Throughout Dean Watson's letter runs the theme of protection--protection of the College's "good name," protection of a group from its own "irresponsible management" or from misrepresentations by non-members. This doctrine of protections is one that deserves careful scrutiny.
The special supplementary rule for new publications provides an example of this philosophy at its worst. The rule states that any group which wishes to begin a new publication, must, in addition to fulfilling the requirements common to all new groups, submit a statement of its "financing, circulation, authorship, contents, and policy to give assurances that it is a Harvard students enterprise and financially responsible." Last December the Council recommended that this extra requirement be deleted on the grounds that it was redundant: there are, in fact, specific rules, elsewhere in the booklet that are entirely sufficient to cover both these potential dangers. Watson and the Faculty Committee are afraid that outsides powers will dominate the policies of a new publication; but have they considered the very first rule in the booklet? "Recognized organizations must maintain their local autonomy. The criterion for local autonomy shall be whether the college organization make all policy decisions without obligations to any parent organization." Surely this is sufficient? Likewise with the fear that a new publication may be financially irresponsible. There is already an over-vigilant requirement in the administration's own rules stating that, to gain recognition, a new group must submit "reasonable evidence of its ability to meet its financial obligations."

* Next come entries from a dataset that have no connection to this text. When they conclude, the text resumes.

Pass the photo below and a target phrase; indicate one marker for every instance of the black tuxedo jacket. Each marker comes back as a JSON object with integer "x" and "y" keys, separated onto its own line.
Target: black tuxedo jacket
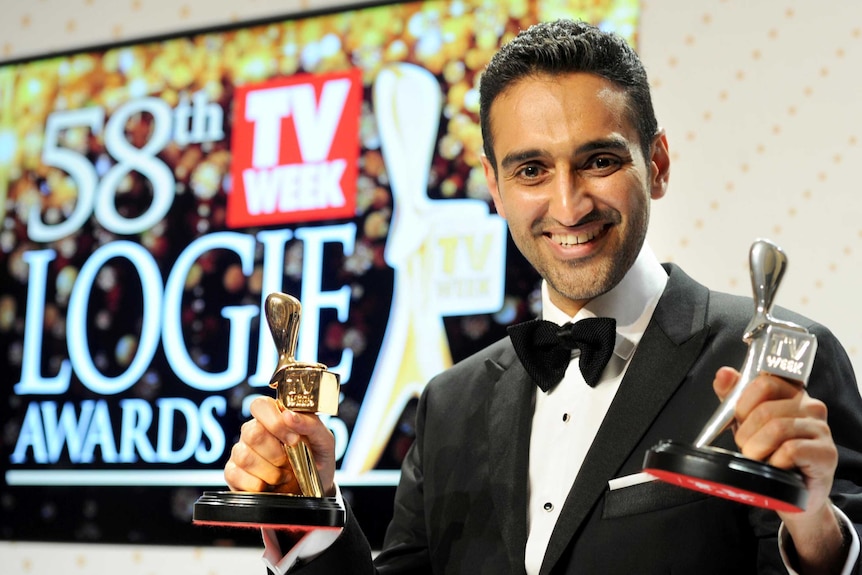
{"x": 461, "y": 506}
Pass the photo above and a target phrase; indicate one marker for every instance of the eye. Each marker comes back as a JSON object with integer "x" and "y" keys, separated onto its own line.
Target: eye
{"x": 529, "y": 172}
{"x": 604, "y": 164}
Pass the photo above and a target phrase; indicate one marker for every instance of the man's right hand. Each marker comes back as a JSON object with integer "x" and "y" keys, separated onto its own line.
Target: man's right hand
{"x": 258, "y": 461}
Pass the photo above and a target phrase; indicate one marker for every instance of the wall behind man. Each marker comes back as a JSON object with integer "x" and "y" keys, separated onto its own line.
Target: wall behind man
{"x": 762, "y": 104}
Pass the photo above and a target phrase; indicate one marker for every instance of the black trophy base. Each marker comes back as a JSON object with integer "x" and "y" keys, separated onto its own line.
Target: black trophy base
{"x": 275, "y": 510}
{"x": 727, "y": 474}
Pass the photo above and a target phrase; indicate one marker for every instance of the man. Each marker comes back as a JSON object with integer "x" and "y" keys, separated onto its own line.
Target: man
{"x": 504, "y": 477}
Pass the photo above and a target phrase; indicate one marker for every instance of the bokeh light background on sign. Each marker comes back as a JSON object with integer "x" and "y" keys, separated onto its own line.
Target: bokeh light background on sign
{"x": 761, "y": 105}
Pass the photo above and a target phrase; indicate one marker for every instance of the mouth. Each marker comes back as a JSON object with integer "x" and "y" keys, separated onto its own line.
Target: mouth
{"x": 572, "y": 238}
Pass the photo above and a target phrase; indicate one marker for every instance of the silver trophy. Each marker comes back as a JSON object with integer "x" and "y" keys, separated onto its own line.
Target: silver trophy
{"x": 774, "y": 346}
{"x": 302, "y": 387}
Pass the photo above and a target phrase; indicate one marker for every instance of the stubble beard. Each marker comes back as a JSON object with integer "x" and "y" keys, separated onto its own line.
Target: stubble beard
{"x": 583, "y": 280}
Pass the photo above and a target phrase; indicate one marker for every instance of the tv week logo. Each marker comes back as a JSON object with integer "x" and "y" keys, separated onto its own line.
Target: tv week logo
{"x": 295, "y": 147}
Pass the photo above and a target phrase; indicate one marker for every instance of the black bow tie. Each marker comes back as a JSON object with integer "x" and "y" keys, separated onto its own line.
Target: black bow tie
{"x": 545, "y": 348}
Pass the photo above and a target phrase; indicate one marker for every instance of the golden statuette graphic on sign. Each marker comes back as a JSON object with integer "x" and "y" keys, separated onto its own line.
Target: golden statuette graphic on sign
{"x": 301, "y": 387}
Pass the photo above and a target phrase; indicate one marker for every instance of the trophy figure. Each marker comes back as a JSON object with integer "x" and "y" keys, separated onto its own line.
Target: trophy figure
{"x": 301, "y": 387}
{"x": 777, "y": 347}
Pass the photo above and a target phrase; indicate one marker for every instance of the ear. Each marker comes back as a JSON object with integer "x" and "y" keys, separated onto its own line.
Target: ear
{"x": 659, "y": 165}
{"x": 491, "y": 179}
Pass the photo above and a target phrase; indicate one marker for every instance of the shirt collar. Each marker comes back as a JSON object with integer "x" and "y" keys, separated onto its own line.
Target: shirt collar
{"x": 631, "y": 302}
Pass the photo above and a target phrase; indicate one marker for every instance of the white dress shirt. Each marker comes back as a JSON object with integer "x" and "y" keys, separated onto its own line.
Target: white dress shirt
{"x": 567, "y": 417}
{"x": 565, "y": 422}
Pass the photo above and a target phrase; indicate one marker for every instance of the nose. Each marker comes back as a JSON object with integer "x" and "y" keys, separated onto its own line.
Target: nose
{"x": 569, "y": 199}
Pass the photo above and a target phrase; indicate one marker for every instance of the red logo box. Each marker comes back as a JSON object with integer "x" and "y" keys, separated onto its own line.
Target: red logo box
{"x": 295, "y": 150}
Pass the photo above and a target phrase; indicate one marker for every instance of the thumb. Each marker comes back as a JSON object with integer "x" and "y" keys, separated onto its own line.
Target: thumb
{"x": 724, "y": 382}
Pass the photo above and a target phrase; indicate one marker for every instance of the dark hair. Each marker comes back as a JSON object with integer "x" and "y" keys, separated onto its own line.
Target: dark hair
{"x": 562, "y": 47}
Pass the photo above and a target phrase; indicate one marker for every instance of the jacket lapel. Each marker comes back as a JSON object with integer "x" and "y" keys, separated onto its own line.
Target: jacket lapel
{"x": 671, "y": 344}
{"x": 510, "y": 412}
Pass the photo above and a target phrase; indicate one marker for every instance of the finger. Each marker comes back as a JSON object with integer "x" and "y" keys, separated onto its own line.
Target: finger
{"x": 800, "y": 405}
{"x": 256, "y": 440}
{"x": 266, "y": 411}
{"x": 765, "y": 442}
{"x": 815, "y": 457}
{"x": 724, "y": 382}
{"x": 238, "y": 479}
{"x": 272, "y": 470}
{"x": 764, "y": 388}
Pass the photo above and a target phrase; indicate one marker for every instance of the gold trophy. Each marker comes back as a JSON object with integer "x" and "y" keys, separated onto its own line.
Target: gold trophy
{"x": 301, "y": 387}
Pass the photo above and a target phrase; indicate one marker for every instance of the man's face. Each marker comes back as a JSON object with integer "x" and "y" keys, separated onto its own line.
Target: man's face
{"x": 572, "y": 181}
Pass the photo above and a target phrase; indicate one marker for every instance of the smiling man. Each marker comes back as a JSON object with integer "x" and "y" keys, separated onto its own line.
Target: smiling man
{"x": 520, "y": 468}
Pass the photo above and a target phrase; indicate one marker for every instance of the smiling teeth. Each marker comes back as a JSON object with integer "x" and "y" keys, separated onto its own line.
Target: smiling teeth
{"x": 572, "y": 239}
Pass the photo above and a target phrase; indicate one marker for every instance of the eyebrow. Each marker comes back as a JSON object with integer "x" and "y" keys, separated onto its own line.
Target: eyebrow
{"x": 610, "y": 143}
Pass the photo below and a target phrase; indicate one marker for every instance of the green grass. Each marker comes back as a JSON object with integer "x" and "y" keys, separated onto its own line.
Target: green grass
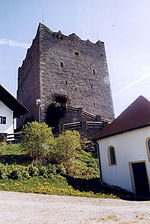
{"x": 55, "y": 186}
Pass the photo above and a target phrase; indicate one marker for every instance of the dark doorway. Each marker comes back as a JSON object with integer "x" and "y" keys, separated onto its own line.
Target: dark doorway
{"x": 140, "y": 178}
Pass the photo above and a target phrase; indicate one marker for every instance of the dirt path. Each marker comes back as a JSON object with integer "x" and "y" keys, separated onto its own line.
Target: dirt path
{"x": 20, "y": 208}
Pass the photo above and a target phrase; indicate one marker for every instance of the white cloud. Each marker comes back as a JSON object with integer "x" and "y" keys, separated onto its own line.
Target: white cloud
{"x": 13, "y": 43}
{"x": 131, "y": 84}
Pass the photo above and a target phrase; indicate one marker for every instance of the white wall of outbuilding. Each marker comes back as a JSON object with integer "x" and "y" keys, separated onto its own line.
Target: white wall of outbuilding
{"x": 8, "y": 113}
{"x": 129, "y": 147}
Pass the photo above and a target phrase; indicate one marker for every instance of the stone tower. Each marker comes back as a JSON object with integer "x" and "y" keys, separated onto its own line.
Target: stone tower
{"x": 59, "y": 67}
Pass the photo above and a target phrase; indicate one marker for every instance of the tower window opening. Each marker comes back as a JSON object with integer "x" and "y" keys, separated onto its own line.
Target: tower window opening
{"x": 93, "y": 71}
{"x": 76, "y": 53}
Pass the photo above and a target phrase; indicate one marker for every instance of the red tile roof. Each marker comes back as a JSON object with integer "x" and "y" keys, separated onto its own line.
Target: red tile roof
{"x": 137, "y": 115}
{"x": 12, "y": 103}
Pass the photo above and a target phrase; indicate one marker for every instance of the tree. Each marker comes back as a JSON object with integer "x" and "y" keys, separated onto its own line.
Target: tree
{"x": 36, "y": 139}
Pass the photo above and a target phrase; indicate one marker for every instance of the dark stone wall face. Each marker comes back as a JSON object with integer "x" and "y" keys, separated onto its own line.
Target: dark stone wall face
{"x": 77, "y": 69}
{"x": 29, "y": 83}
{"x": 65, "y": 65}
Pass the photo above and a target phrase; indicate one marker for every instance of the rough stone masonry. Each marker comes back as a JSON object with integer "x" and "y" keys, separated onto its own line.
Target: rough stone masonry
{"x": 66, "y": 68}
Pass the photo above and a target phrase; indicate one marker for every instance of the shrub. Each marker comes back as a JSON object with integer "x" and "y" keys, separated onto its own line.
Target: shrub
{"x": 64, "y": 147}
{"x": 36, "y": 139}
{"x": 33, "y": 170}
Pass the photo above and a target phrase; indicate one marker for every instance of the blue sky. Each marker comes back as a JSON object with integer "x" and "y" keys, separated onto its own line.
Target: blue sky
{"x": 124, "y": 26}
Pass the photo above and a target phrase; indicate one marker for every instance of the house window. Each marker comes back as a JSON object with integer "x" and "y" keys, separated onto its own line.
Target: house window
{"x": 111, "y": 156}
{"x": 2, "y": 120}
{"x": 148, "y": 147}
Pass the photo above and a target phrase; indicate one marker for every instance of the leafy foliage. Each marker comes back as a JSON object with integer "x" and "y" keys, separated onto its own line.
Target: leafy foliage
{"x": 36, "y": 139}
{"x": 64, "y": 147}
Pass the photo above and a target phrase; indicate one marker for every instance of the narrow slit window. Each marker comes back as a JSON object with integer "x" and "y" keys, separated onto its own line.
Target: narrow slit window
{"x": 76, "y": 53}
{"x": 148, "y": 148}
{"x": 2, "y": 120}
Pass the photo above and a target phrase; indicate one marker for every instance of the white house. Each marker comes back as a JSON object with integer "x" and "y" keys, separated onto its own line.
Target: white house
{"x": 10, "y": 108}
{"x": 124, "y": 149}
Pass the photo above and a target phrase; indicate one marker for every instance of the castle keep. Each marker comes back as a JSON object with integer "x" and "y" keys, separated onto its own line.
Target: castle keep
{"x": 70, "y": 71}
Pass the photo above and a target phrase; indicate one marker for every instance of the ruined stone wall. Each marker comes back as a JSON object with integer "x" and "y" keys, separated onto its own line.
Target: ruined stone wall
{"x": 77, "y": 69}
{"x": 63, "y": 65}
{"x": 29, "y": 83}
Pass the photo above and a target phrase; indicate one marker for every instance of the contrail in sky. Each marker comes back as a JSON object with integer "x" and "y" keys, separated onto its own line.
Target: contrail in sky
{"x": 131, "y": 84}
{"x": 13, "y": 43}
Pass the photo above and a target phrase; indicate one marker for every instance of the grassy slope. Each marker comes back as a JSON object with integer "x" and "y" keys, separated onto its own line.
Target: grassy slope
{"x": 80, "y": 182}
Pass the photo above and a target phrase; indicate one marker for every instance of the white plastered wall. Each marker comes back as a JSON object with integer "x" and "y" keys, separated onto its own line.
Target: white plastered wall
{"x": 8, "y": 113}
{"x": 129, "y": 147}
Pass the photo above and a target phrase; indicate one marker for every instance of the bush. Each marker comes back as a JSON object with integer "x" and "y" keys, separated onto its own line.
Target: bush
{"x": 64, "y": 147}
{"x": 36, "y": 139}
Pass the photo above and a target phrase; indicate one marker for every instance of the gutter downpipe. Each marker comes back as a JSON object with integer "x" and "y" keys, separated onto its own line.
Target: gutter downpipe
{"x": 99, "y": 161}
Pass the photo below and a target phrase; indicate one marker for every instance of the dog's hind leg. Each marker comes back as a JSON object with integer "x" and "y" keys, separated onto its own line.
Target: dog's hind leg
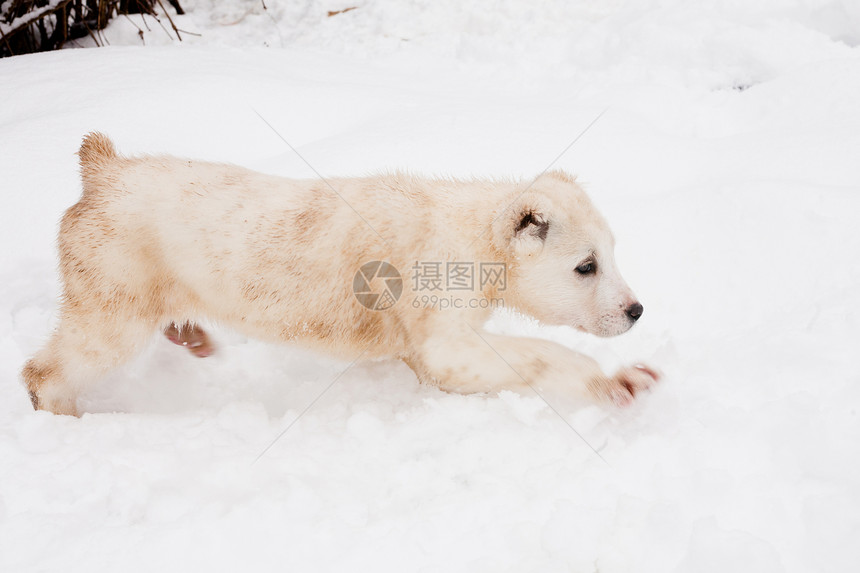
{"x": 85, "y": 346}
{"x": 191, "y": 337}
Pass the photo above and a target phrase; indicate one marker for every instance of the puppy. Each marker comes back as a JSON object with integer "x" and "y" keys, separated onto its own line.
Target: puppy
{"x": 384, "y": 266}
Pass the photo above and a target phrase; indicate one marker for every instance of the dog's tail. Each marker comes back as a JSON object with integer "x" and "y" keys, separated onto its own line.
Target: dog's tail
{"x": 96, "y": 151}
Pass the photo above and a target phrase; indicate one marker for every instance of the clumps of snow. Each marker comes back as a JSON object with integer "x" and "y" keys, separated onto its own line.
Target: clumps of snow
{"x": 734, "y": 212}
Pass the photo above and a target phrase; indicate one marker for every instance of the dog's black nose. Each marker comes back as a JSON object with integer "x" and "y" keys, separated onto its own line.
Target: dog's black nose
{"x": 634, "y": 311}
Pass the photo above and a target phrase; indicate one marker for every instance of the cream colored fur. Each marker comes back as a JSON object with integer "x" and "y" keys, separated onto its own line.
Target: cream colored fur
{"x": 157, "y": 241}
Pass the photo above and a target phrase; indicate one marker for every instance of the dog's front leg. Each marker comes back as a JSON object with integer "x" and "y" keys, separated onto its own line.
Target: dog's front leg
{"x": 467, "y": 360}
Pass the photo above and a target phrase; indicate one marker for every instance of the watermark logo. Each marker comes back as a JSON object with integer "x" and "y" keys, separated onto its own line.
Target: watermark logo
{"x": 377, "y": 285}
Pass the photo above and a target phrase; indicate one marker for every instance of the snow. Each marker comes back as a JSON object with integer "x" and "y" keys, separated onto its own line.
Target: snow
{"x": 727, "y": 163}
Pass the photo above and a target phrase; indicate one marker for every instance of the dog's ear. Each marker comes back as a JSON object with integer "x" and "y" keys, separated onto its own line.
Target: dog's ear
{"x": 522, "y": 228}
{"x": 532, "y": 225}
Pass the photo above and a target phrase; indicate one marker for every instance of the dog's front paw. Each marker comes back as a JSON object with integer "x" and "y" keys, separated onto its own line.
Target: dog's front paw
{"x": 621, "y": 388}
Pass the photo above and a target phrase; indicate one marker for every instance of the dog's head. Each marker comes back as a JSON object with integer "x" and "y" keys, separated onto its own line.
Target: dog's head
{"x": 560, "y": 252}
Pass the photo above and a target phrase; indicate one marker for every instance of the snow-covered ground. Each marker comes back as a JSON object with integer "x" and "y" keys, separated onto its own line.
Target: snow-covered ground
{"x": 727, "y": 162}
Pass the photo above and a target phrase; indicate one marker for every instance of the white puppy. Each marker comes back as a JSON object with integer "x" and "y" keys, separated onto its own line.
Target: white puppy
{"x": 384, "y": 266}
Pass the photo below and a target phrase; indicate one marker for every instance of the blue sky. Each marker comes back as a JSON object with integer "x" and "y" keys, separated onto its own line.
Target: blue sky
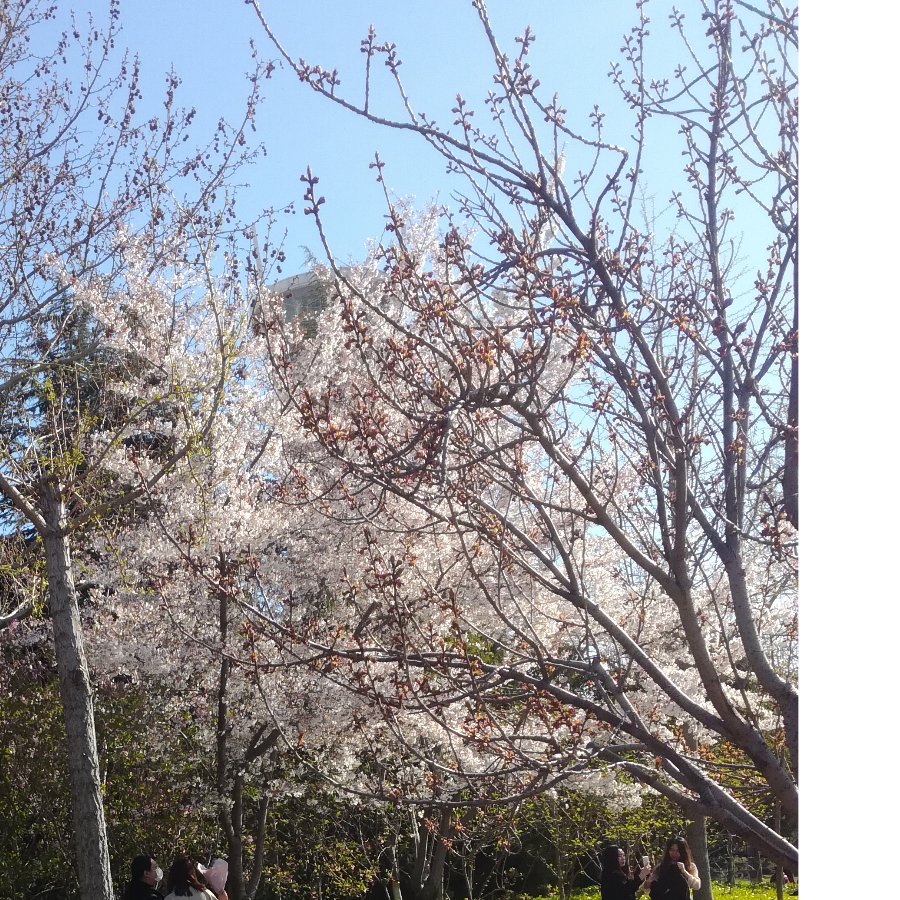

But Watson, in presenting the Committee's case for retaining the publication rule, fails entirely to discuss this point. He adds only one new "argument" that twice since 1940 the Dean's Office has stamped out a publication that seemed to be subject to one or the other of these weaknesses. This calling to mind of past Dean's Office practice does not, of course, prove that this practice was proper; but it does serve to indicate why University Hall is so worried as to want to control new publications more rigidly than other new groups. The specter of the "New Student" and its radical opinions (which did the beautiful name of Harvard no good, presumably) hangs over the new stricter rules for publications.
But this is only one unsatisfactory section of a generally unsatisfactory letter of explanation. It has failed to answer adequately four other Council recommendations--making it optional for organizations to leave their membership lists in the Dean's Office files, allowing outdoor meetings in the Yard, permitting joint meetings with outside groups, and requiring Dean's Office permission for trips outside Cambridge. Furthermore the two most important changes proposed by the Council last December--ending Harvard restrictions on the admission of Radcliffe girls and eliminating the rule requiring evidence of financial soundness from new groups--were ignored altogether.